Fire in the mind
Goddess of Learning
Saraswati, goddess of learning
Truth, greatness, universal order, strength, consecration, creative fervour, spiritual exaltation, sacrifice, support this earth. May this earth, the mistress of that which was and shall be, prepare for us a broad domain.

Artharva-veda* XII.1.1

Vasant Panchami is the festival dedicated to Saraswati, the Hindu goddess of learning. Celebrated on the fifth lunar day of the month of Magh, it usually occurs during January or February.

In India, schools are closed for the day, allowing students to participate in the festivities in the temple. Considered to be a particularly auspicious day for the beginning of learning, parents often choose this day to teach their children their very first words.
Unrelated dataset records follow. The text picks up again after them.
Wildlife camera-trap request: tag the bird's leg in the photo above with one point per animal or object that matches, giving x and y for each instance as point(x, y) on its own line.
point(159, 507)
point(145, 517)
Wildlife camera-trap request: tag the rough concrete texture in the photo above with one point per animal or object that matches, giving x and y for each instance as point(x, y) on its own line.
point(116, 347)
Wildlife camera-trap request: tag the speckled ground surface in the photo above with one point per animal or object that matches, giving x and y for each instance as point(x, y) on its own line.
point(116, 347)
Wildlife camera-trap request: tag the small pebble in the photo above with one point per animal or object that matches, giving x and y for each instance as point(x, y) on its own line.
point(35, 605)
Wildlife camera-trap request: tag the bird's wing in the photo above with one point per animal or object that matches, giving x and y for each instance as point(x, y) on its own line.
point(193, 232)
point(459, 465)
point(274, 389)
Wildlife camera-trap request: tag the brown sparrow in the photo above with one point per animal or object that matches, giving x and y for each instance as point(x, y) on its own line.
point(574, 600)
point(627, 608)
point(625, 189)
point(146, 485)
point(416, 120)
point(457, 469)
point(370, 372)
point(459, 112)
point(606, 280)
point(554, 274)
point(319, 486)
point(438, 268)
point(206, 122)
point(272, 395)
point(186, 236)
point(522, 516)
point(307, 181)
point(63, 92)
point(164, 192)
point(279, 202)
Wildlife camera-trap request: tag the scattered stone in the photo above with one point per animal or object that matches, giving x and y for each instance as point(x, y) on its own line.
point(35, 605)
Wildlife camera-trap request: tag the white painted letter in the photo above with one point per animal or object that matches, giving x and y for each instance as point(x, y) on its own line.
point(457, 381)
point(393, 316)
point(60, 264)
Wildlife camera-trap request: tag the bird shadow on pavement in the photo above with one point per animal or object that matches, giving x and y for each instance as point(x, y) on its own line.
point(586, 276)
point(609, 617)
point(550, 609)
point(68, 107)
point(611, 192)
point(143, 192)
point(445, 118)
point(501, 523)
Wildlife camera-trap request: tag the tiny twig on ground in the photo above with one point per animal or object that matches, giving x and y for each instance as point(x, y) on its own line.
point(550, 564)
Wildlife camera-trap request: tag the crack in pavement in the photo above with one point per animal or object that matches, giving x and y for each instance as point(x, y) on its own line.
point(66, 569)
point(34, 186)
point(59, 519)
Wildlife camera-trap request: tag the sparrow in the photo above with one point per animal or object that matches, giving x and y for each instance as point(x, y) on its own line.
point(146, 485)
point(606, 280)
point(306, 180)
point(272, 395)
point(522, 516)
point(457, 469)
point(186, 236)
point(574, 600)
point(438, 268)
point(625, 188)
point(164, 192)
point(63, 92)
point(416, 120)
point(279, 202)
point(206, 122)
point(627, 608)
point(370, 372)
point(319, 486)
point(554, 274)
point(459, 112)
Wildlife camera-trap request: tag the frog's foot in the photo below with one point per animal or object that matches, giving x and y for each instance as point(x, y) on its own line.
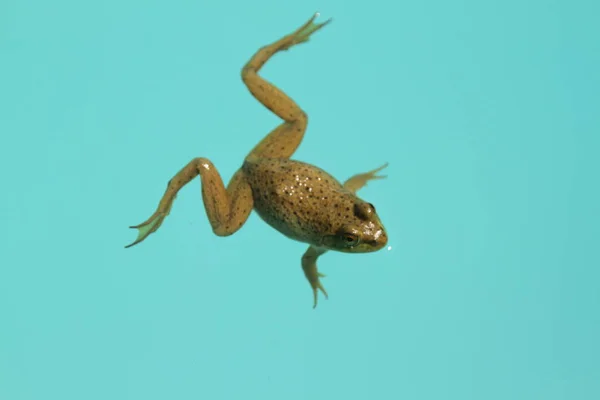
point(309, 265)
point(302, 34)
point(359, 181)
point(316, 287)
point(147, 227)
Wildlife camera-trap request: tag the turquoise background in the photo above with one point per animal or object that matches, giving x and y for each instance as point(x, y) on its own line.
point(488, 112)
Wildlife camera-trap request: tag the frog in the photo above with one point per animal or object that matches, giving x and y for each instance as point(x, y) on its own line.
point(301, 201)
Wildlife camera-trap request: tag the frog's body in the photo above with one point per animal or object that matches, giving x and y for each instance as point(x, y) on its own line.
point(300, 200)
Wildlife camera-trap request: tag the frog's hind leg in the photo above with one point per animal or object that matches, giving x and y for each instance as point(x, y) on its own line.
point(283, 141)
point(227, 208)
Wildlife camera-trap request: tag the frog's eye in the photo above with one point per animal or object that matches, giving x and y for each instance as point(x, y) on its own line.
point(350, 239)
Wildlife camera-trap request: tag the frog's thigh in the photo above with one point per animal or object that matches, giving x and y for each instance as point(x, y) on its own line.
point(285, 139)
point(227, 208)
*Veda, a Sanskrit word meaning ‘knowledge’, in this instance applied to the sacred knowledge of the Hindu religion. There are four collections (samhita) in the Veda: Rig-veda, Sama-veda, Yajur-veda and Artharva-veda.

Mustard fields, Pakistan

Vasant means ‘spring’, and the yellow worn by everyone on this day—including temple images of the goddess herself—symbolise the ripening of crops, most particularly the fields of flowering mustard, as in this picture of a field in Pakistan. Yellow sweets are exchanged, and the addition of saffron ensures that even the food appears laden with pollen.

This spring festival was adopted by Muslims during the 12th century, and at one celebration during the reign of the Mughal emperors, thousands of mustard coloured paper balloons, each containing a lit candle, were released into the air. Perhaps it was this practice that lead to the modern-day kite-flying contests that occur at this time.